A “polarização” virou moda. Todos a pronunciam: a colunista da Folha, o cientista social renomado e a minha filha adolescente na prova do Enem. Dividiu as famílias, sacrossanto pilar da sociabilidade burguesa. Virou senso comum. O país estaria dividido entre “nós e eles” ou vice-versa. A quem interessa o discurso da polarização, de que a sociedade brasileira estaria partida ao meio? Os intelectuais trabalham com conceitos que comportam sentidos. Vivemos de problematizar o real e de buscar a gênese das construções ideológicas a serviço de determinados segmentos sociais, com o intuito de desconstruí-las.

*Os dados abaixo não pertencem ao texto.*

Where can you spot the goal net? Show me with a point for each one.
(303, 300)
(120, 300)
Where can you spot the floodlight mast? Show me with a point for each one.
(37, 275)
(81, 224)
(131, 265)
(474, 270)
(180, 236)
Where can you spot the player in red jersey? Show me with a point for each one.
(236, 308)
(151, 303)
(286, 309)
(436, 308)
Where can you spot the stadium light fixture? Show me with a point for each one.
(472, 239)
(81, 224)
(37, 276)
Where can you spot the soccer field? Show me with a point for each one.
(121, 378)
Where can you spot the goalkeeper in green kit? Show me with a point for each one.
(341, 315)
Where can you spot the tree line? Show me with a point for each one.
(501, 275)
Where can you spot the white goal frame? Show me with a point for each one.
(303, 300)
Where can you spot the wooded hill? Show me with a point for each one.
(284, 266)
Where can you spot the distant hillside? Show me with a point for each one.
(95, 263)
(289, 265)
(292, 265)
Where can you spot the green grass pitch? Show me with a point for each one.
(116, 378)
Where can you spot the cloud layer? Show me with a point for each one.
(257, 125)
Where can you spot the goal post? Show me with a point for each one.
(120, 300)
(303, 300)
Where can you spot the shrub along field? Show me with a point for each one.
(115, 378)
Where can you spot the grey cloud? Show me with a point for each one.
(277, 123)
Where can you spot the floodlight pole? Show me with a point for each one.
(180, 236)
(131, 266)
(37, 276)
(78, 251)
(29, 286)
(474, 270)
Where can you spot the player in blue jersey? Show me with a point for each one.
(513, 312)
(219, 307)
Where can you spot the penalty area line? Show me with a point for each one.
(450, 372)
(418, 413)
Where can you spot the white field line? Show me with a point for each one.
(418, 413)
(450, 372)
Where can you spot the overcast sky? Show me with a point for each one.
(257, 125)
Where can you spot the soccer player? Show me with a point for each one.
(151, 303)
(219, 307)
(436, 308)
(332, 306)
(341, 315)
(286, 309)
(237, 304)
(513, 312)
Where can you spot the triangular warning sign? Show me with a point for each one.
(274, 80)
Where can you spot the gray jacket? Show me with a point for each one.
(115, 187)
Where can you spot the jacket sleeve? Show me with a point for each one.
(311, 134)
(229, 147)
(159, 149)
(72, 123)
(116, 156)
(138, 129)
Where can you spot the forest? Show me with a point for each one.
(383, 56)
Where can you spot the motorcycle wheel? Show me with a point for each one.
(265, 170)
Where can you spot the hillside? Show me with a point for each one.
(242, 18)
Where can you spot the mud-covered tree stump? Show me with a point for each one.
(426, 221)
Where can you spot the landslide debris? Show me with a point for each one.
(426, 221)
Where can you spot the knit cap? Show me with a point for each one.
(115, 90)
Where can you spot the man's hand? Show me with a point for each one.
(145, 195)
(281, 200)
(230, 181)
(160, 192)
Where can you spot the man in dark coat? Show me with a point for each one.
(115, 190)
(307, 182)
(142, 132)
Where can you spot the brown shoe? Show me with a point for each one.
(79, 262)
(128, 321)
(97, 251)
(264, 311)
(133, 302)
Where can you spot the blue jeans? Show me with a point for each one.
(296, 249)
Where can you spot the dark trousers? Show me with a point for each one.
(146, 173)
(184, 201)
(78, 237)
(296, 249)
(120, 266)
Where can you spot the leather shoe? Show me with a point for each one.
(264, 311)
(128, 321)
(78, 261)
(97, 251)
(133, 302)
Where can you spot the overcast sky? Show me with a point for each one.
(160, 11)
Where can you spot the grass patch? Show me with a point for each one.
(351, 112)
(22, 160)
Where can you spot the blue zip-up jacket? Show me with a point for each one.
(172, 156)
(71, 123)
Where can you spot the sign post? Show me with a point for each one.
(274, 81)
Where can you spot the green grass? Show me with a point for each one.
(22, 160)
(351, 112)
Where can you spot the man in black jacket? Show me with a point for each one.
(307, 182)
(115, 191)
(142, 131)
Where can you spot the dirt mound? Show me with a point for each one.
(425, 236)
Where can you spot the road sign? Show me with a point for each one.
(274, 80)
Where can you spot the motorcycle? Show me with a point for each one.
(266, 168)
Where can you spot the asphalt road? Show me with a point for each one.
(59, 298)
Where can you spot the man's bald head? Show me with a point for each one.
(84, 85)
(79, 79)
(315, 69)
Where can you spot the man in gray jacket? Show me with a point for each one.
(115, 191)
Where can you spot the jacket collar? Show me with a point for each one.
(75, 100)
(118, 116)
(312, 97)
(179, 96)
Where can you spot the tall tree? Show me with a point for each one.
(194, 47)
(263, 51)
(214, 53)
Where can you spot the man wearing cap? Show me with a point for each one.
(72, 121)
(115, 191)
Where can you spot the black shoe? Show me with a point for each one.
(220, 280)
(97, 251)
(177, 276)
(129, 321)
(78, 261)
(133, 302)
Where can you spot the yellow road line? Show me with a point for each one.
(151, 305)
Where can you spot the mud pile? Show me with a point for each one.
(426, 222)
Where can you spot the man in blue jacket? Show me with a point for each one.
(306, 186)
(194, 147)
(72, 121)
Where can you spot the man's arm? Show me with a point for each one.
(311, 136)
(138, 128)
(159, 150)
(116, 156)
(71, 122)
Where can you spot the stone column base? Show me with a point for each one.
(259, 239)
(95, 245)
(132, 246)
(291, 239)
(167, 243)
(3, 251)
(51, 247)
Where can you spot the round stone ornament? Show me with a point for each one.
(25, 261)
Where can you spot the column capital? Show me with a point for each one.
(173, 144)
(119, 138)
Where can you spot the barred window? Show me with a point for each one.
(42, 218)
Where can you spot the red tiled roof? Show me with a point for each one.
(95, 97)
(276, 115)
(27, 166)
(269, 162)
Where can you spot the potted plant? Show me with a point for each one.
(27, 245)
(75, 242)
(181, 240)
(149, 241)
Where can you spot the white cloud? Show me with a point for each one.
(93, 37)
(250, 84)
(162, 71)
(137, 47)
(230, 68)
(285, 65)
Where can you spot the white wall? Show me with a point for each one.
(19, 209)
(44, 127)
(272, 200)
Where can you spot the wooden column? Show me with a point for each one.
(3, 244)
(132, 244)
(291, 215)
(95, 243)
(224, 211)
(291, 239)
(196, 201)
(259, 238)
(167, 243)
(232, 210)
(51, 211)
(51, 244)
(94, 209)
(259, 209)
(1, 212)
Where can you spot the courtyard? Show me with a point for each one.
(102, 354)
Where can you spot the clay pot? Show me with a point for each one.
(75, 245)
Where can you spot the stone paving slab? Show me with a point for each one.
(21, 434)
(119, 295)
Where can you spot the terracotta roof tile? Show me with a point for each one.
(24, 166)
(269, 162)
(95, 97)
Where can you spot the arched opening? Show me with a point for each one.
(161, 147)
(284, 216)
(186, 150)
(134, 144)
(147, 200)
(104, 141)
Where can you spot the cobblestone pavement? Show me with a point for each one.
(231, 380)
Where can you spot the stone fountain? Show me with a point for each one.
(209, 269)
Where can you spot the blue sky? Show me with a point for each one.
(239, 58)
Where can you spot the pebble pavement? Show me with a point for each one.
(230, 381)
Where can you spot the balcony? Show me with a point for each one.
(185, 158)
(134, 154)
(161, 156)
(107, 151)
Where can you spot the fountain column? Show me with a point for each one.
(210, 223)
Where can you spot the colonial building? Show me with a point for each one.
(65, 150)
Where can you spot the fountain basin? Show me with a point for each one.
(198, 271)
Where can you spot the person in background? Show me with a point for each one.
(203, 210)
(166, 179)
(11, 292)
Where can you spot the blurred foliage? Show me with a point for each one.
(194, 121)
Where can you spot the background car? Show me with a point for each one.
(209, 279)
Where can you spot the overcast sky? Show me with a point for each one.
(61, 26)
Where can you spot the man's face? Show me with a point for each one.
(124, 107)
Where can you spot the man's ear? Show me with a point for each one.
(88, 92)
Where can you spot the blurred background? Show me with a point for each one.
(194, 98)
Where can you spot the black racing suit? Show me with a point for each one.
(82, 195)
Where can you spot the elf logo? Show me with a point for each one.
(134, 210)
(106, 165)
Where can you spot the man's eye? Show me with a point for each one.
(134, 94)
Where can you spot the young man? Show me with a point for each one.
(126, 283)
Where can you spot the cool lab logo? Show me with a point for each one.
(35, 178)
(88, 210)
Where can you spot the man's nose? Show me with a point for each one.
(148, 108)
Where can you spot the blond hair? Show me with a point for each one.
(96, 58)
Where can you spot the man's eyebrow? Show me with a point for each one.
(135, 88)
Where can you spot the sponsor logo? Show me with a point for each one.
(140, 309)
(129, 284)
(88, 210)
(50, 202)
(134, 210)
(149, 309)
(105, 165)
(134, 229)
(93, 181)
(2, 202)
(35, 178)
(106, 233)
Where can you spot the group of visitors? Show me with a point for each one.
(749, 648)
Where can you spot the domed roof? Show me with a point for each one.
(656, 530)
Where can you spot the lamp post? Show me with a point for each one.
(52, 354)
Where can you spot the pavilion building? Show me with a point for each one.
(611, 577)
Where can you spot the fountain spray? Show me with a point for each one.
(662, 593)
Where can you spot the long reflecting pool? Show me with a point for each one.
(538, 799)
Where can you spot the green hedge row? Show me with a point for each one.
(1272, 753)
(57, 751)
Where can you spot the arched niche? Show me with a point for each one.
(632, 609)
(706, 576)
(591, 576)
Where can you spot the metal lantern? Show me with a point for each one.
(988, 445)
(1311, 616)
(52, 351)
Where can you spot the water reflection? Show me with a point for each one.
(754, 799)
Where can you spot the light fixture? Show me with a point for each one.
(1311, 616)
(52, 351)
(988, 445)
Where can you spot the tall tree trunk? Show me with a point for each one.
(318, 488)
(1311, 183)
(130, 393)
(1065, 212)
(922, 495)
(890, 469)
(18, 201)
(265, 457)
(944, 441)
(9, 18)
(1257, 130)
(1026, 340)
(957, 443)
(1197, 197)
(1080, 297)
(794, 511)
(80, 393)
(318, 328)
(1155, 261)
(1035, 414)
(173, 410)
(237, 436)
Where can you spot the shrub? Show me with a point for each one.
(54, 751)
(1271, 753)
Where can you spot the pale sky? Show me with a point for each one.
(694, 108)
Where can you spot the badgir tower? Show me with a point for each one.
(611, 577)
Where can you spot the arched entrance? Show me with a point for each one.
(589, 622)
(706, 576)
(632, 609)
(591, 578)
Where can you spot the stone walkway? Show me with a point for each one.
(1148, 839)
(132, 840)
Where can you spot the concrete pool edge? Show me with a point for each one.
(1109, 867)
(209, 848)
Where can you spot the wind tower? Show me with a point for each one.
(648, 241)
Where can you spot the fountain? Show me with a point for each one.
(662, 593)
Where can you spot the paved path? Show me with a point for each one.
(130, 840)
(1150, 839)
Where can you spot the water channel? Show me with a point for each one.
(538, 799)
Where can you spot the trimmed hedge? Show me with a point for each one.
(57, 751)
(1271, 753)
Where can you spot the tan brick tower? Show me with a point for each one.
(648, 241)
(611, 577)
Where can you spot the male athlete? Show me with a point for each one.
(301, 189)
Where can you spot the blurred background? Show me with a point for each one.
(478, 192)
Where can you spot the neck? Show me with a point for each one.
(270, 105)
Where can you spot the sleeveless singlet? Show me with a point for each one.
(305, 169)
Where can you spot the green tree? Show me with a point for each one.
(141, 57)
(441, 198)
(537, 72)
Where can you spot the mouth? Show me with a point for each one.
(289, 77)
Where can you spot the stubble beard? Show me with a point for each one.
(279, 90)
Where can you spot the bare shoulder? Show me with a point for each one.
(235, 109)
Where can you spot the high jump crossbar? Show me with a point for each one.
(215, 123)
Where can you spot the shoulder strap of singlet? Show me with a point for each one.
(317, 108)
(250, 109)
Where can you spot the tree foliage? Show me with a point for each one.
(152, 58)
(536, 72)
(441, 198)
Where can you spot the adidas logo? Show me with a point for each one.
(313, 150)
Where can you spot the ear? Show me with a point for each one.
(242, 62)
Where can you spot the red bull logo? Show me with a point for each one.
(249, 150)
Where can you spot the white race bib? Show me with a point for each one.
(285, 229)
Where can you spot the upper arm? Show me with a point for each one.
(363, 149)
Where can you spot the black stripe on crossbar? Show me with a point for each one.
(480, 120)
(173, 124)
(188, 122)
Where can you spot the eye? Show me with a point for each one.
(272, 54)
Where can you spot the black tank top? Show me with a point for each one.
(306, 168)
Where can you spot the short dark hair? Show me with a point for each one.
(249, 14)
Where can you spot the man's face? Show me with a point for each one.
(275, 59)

Nas marchas de junho de 2013, criou-se o “mito” da polarização. Não o mito que abre caminho para utopias. O mito aqui mais se assemelha a uma distopia: duas visões extremadas e irracionais que se opõem sem espaço para o diálogo – é o que se diz por aí. De um lado, os camisas verde-amarelas teleguiados pela Veja e a Rede Globo, inconformados com a marcha avassaladora da corrupção. De outro, os vermelhos esquerdistas que se manifestam por meio de sites, blogs e periódicos alternativos, escudados na “narrativa do golpe”.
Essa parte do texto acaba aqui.